MC3T3-E1 cells were incubated with 0.2, 1.0 or 5.0 µg/ml BCE or 10 nM E2 for 24 h. Bone differentiation marker expression was measured using RT-qPCR. Col-I, Alp, Bglap and Runx2 expression increased significantly (P<0.05) following treatment with all concentrations of BCE and 10 nM E2 (Fig. 4).

MC3T3-E1 cells were treated with 0.2, 1.0 or 5.0 µg/ml BCE or 10 nM E2 and cultured for 21 days. Cells were stained with Alizarin Red to assess the extent of mineralization, which revealed the presence of calcified nodules (Fig. 5A). Levels of calcified nodules increased significantly (P<0.05) following treatment with all concentrations of BCE and 10 nM E2 (Fig. 5B).
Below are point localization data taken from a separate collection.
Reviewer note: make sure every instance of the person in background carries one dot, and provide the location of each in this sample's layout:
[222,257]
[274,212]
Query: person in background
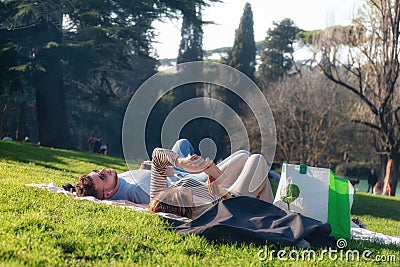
[372,180]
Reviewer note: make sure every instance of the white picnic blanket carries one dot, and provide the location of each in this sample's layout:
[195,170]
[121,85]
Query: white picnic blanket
[357,233]
[121,203]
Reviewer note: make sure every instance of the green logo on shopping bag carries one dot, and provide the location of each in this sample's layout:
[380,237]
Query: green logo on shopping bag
[292,192]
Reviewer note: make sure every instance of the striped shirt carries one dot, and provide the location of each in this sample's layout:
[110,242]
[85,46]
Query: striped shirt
[161,158]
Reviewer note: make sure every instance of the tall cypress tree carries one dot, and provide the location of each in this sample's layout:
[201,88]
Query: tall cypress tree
[190,48]
[243,54]
[277,56]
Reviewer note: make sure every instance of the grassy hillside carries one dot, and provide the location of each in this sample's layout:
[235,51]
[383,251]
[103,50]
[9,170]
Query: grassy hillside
[42,228]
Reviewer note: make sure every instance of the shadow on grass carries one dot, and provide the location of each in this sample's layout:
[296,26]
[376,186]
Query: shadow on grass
[377,206]
[56,159]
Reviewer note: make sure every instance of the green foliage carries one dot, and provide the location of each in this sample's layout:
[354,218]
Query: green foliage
[243,54]
[42,228]
[277,55]
[191,46]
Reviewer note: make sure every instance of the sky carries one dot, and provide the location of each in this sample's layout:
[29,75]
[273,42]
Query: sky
[306,14]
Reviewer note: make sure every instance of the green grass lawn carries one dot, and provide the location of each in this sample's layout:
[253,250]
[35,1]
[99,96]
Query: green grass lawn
[38,227]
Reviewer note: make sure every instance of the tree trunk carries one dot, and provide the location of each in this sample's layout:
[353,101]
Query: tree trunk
[50,96]
[392,175]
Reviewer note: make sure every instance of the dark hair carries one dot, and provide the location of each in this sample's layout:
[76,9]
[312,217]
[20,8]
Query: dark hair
[171,195]
[85,186]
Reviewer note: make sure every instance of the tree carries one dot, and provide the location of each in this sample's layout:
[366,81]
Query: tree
[364,59]
[33,32]
[243,54]
[311,117]
[83,59]
[277,55]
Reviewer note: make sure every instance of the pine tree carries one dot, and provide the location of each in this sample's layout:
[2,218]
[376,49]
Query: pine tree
[277,55]
[243,54]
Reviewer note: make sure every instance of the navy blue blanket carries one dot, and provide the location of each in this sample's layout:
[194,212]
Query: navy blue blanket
[250,220]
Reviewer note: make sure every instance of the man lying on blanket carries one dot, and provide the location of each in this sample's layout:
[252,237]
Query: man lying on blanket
[239,174]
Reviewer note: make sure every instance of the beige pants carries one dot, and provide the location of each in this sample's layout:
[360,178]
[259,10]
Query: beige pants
[247,175]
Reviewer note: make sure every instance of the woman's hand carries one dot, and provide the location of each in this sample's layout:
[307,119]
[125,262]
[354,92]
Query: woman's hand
[193,163]
[215,187]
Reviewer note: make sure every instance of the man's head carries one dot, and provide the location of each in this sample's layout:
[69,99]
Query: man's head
[100,184]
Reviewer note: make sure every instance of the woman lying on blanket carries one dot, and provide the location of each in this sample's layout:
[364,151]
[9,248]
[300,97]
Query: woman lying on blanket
[189,197]
[242,173]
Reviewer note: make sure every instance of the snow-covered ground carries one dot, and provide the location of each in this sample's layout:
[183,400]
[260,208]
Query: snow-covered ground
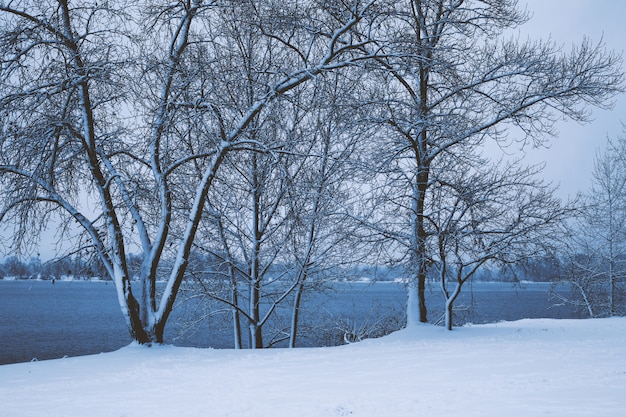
[524,368]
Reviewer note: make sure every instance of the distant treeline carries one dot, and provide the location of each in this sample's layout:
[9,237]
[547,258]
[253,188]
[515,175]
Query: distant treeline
[541,270]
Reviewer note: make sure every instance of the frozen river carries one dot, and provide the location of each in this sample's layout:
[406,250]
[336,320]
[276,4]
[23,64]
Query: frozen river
[39,320]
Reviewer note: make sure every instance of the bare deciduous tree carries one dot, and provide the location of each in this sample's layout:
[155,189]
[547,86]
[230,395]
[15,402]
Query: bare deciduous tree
[106,125]
[452,81]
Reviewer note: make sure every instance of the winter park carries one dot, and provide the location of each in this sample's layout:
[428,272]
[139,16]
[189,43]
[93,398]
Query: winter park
[312,208]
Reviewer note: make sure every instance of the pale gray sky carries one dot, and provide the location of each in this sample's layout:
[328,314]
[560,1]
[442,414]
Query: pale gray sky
[569,160]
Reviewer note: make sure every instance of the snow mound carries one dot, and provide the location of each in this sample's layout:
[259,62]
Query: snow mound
[523,368]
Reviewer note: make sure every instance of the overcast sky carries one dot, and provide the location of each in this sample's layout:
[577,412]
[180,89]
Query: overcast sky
[569,160]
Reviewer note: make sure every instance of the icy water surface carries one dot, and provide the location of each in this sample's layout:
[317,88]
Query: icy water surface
[39,320]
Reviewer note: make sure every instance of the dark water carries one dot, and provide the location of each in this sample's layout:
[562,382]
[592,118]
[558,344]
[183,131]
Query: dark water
[39,320]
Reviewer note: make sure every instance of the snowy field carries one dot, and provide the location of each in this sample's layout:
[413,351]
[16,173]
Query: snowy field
[524,368]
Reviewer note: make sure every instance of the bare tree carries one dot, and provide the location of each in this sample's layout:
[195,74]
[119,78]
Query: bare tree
[595,262]
[452,81]
[105,125]
[489,214]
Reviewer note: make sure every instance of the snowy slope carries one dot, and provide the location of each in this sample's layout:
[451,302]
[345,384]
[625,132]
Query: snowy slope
[524,368]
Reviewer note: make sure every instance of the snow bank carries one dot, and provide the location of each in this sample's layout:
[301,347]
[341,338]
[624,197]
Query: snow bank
[523,368]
We investigated whether BCE induces osteoblast differentiation in the femoral tissue of OVX rats, which were used as a menopausal model. As Alp activity increases in the region surrounding the epiphysis, where active osteoblast differentiation occurs, rat femurs were stained to assess Alp activity. Compared with that in the Sham group, Alp staining intensity was weak in the epiphyses of rats in the OVX group. However, Alp staining intensity was stronger in the epiphyses of OVX rats treated with 3% BCE than in those of untreated OVX rats (Fig. S2, arrows).